The trip across the country was long and tiring, for Jim and I. Once we finally got to Fresno, and got an apartment and unpacked, we began our marriage together there. We put up a Christmas tree in our living room, and I cooked us a Holiday dinner. Now being settled in to a place of our own, alone at last, and no longer on the road driving long hours, we were finally having our first intimate night since we had gotten married and eloped. As Jim penetrated me, it hurt so badly that I thought I might pass out for a moment, literally seeing stars, from the vaginal blows I was feeling from his thrusts, but not in a good way. Suddenly, I felt something give way, and momentarily he was finished. I realized, all at once, that I had married a man, my cousin, that I didn't love, because I had felt that I had no choice. He had taken my virginity from me, it seemed to both of us, back in Greensboro, but apparently my hymen had NOT been FULLY torn by him then, meaning at THAT time I was still a virgin! Only now, he really HAD just taken my virginity. Hurting in my torn vagina, and in my broken heart, I turned my face away from him, to the wall, and wept. We were off to a bad start. It wouldn't get better for us, either.

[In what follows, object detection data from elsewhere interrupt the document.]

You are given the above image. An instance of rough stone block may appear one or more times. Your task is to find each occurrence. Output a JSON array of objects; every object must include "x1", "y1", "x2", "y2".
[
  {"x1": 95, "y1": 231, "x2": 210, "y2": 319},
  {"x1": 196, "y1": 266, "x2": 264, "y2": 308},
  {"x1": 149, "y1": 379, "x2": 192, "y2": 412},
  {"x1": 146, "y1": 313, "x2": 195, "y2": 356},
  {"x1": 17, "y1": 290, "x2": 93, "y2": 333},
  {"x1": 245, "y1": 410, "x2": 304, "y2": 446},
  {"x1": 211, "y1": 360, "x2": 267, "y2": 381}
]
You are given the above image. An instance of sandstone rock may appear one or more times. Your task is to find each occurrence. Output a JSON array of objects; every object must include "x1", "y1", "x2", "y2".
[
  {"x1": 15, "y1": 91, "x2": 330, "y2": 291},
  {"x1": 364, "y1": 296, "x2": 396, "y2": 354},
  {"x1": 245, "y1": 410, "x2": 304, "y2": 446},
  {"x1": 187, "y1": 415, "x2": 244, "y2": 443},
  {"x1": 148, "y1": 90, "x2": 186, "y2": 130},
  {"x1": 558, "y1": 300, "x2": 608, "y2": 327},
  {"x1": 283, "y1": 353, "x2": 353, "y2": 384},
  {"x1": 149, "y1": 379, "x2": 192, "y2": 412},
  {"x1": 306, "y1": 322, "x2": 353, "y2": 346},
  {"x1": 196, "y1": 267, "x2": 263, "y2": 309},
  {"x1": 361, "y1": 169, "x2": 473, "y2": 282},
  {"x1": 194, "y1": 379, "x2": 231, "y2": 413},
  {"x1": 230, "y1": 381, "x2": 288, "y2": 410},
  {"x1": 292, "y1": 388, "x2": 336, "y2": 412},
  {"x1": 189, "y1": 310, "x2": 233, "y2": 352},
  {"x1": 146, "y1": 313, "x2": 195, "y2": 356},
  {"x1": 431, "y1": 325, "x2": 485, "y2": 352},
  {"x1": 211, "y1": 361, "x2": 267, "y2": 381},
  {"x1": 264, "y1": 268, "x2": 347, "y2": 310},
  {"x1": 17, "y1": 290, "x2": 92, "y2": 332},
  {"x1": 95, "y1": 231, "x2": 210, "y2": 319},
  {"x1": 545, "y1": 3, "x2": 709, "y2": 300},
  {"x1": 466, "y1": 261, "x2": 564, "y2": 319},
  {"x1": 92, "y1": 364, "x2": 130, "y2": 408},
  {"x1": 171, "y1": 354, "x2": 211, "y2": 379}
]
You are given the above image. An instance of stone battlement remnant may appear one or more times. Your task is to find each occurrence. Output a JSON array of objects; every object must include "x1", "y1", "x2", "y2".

There is too much to cover in this post, as it is, to also go into the details of what our actual marriage was like, so that will have to be another story for another time here. I felt cheated by him, though, and he grew bitter toward me, because the woman, the 18-year-old teenage girl, that he had so loved and wanted for himself, resented him, and could not love him in return. We remained civil to one another, for the most part, largely because we were, after all, still related to one another as cousins, sharing our complete family tree with one another, as well, which involved some other people that we each loved dearly and that cared about both of us. With OUR marriage, we never had to meet any in-laws, because ALL of our relatives were ALREADY each other's relatives!

Jim and I came to loathe one another, by the time our marriage ended, because neither one of us would ever be able to fulfill the other's needs in that marriage. For me, from the night in Fresno when I realized that I had married a man whom I didn't love that I hadn't actually had to marry, as it turns out, I was left with a marriage that I never would have chosen for myself, otherwise. For Jim, he got what he had wanted from me all along, except that my heart wasn't in it, with him, and would never be, therefore keeping it from ever really being what he had so dreamed about having with me. I was an 18-year-old girl married to a 27-year-old man that I didn't respect and didn't want. Even with all that, he STILL seemed to me to be a BETTER ALTERNATIVE than my family had ever been. He was, for me, the lesser of two evils; sad to say. And, at the time, I didn't feel that I had any better choices, or even any other choices, in my life. I wasn't happy with him, but I still wasn't as miserable, with him, as I had been with my family, either. That's how badly it felt, for me, to be with them.